Yarra was laid down by the Cockatoo Island Dockyard at Sydney, New South Wales on 24 May 1934, launched on 28 March 1935 by Mrs Parkhill, wife of Archdale Parkhill, Minister for Defence, and commissioned into the RAN on 21 January 1936.
On 12 April, Convoy BP7, left Karachi with Yarra escorting. On arrival in the Persian Gulf, the sloop joined the British force involved in the Anglo-Iraqi War.
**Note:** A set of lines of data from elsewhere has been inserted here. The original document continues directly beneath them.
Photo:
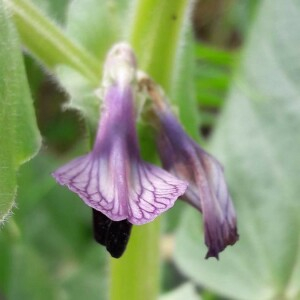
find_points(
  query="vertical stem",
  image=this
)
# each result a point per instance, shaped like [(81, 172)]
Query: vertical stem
[(155, 36), (136, 275)]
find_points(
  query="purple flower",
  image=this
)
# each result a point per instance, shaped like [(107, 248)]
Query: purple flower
[(112, 178), (207, 190)]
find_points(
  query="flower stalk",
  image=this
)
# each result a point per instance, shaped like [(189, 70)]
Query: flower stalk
[(157, 24), (48, 43)]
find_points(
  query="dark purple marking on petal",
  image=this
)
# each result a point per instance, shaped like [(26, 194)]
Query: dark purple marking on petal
[(114, 235), (207, 189)]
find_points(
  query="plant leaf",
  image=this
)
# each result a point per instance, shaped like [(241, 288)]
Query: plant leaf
[(19, 137), (185, 291), (97, 35), (259, 144)]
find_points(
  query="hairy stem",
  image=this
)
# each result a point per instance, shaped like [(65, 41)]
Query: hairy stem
[(47, 42)]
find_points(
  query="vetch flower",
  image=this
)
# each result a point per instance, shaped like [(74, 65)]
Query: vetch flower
[(207, 190), (112, 178)]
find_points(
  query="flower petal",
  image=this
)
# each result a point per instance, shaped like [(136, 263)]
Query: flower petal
[(138, 195), (218, 212)]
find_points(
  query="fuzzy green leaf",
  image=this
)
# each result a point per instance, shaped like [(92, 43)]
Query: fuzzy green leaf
[(258, 142), (19, 137)]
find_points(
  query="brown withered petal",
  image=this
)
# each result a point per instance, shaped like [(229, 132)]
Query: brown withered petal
[(207, 190)]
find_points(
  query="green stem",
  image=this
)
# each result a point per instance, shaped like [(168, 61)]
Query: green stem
[(46, 41), (157, 29), (136, 275), (155, 36)]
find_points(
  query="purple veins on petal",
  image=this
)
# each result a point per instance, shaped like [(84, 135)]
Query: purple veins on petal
[(139, 195), (112, 178), (207, 189)]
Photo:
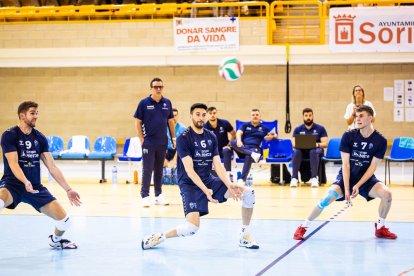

Early on 4 March 1942, Yarra, commanded by Lieutenant Commander Robert William Rankin RAN, was escorting a convoy near Tjilatjap in the Indian Ocean. Yarra was attacked by the Japanese cruisers Atago, Takao, and Maya, which were accompanied by two destroyers of Japanese Destroyer Division 4: Arashi and Nowaki.
Commander Rankin ordered the convoy to scatter and ordered Yarra to turn and engage the enemy. The sloop was able to engage the Japanese ships for over an hour and a half, before she sank with the loss of 138 of the 172 aboard at the time (Yarra had rescued survivors from the Dutch ship Parigi the day before). Of the 34 survivors, 13 were rescued by Dutch submarine K-XI five days after the sinking, while 21 either died on the liferafts or were never seen again.
The sloop’s wartime service was later recognised with two battle honours: “Libya 1941” and “East Indies 1942”.